Él sonrió pero no dijo nada.

“Pero ¿por qué?” preguntó. “¿Por qué no comparte este secreto?”

“¿Y por qué debería hacerlo?” preguntó él.

“¿Por qué?” preguntó ella perpleja. “Evidentemente, para salvar este reino, para salvar a su pueblo”.

“¿Y por qué querría hacer esto?” insistió él.

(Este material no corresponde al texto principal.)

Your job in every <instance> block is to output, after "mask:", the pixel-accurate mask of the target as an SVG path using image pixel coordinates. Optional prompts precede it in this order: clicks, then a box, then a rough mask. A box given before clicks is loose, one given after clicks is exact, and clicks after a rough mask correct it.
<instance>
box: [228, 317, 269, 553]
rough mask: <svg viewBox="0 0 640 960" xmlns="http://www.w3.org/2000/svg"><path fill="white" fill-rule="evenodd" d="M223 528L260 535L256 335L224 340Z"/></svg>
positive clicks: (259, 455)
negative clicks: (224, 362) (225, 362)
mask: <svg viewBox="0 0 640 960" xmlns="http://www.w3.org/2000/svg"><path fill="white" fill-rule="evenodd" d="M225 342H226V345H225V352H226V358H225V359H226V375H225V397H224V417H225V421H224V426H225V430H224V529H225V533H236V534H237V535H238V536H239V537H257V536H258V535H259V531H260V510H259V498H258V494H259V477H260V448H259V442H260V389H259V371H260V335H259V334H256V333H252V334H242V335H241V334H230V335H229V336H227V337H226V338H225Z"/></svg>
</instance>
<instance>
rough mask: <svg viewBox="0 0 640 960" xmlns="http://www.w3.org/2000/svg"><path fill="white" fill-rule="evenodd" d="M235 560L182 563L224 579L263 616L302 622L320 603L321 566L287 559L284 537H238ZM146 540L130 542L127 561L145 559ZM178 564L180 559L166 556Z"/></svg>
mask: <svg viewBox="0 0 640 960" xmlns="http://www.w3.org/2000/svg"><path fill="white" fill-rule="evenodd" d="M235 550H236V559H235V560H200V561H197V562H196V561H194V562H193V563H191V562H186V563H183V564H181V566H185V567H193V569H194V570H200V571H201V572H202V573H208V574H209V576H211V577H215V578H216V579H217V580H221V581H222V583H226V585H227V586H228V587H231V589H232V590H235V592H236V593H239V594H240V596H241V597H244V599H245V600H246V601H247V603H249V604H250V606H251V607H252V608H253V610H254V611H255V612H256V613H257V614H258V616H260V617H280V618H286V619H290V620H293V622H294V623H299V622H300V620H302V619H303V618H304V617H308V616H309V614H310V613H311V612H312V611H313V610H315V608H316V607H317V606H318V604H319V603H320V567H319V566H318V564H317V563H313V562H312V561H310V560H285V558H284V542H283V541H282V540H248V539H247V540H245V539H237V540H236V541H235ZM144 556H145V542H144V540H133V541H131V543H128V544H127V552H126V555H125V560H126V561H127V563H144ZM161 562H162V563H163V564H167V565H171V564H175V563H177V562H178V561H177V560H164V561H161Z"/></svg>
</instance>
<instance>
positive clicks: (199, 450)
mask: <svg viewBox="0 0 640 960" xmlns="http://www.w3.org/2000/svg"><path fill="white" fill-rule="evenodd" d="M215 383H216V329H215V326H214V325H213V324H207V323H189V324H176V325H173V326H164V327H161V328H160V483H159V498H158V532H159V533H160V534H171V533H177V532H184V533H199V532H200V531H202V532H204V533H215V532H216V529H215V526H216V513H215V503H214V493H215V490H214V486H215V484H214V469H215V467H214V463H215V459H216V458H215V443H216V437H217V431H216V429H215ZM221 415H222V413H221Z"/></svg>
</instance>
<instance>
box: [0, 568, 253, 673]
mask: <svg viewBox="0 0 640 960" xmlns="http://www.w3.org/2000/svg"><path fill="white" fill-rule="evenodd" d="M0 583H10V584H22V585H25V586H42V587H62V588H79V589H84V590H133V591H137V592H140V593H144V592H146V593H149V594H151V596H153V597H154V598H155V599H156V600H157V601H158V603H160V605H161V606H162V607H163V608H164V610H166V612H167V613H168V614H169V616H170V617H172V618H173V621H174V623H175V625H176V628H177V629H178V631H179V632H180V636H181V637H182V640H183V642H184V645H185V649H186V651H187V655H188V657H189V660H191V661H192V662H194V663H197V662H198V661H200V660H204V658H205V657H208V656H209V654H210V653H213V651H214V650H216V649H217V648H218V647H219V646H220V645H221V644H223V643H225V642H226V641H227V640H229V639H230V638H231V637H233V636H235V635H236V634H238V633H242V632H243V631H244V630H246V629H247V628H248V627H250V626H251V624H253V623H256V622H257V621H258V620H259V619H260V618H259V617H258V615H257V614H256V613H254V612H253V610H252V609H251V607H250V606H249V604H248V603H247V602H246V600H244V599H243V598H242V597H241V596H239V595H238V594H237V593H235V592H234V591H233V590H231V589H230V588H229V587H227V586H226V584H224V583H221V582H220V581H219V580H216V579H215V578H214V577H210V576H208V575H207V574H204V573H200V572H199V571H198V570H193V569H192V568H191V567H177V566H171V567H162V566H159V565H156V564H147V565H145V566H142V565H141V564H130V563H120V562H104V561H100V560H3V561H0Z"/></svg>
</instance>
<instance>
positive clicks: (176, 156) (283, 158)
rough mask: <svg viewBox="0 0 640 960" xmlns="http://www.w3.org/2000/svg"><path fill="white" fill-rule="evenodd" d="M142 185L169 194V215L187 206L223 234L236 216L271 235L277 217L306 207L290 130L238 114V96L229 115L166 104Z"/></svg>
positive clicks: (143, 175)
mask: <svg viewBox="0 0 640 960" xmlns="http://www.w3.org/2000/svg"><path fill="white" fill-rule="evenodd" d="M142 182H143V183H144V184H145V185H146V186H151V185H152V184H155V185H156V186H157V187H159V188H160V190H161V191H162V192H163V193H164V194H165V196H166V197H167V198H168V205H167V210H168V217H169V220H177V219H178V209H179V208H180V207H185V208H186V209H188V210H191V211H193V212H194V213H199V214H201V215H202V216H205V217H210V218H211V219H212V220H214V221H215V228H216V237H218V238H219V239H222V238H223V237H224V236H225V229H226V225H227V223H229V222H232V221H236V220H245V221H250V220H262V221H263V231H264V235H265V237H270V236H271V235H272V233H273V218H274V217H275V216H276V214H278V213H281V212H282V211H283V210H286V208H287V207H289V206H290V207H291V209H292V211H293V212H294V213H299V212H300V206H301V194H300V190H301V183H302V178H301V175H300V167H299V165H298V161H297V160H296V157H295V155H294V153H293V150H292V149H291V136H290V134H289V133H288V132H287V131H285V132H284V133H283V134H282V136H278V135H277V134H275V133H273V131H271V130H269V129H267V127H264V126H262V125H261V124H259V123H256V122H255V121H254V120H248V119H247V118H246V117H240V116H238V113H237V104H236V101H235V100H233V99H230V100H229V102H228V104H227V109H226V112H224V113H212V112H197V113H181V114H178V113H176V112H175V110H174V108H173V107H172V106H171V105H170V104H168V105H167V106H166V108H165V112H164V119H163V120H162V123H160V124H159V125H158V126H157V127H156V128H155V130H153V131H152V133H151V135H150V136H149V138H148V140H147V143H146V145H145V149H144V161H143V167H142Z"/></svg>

Gwen entrecerró los ojos, confundida; no tenía ni idea de cómo responder. Finalmente, él suspiró.

“Tu problema”, dijo él, “Es que crees que todo el mundo debe salvarse. Pero aquí es donde te equivocas. Tú miras al tiempo bajo el prisma de unas simples décadas; yo lo veo en referencia a siglos. Tú ves a las personas indispensables; yo las veo como simples dientes de la gran rueda del destino y el tiempo”.

Se acercó un paso más, con los ojos ardiendo.

“Algunas personas, Gwendolyn, tienen que morir. Algunas personas necesitan morir”.

“¿Necesitan morir?” preguntó horrorizada.

“Algunos necesitan morir para liberar a otros”, dijo. Algunos deben caer para que otros se levanten. ¿Qué hace a una persona más importante que otra? ¿A un sitio más importante que otro?”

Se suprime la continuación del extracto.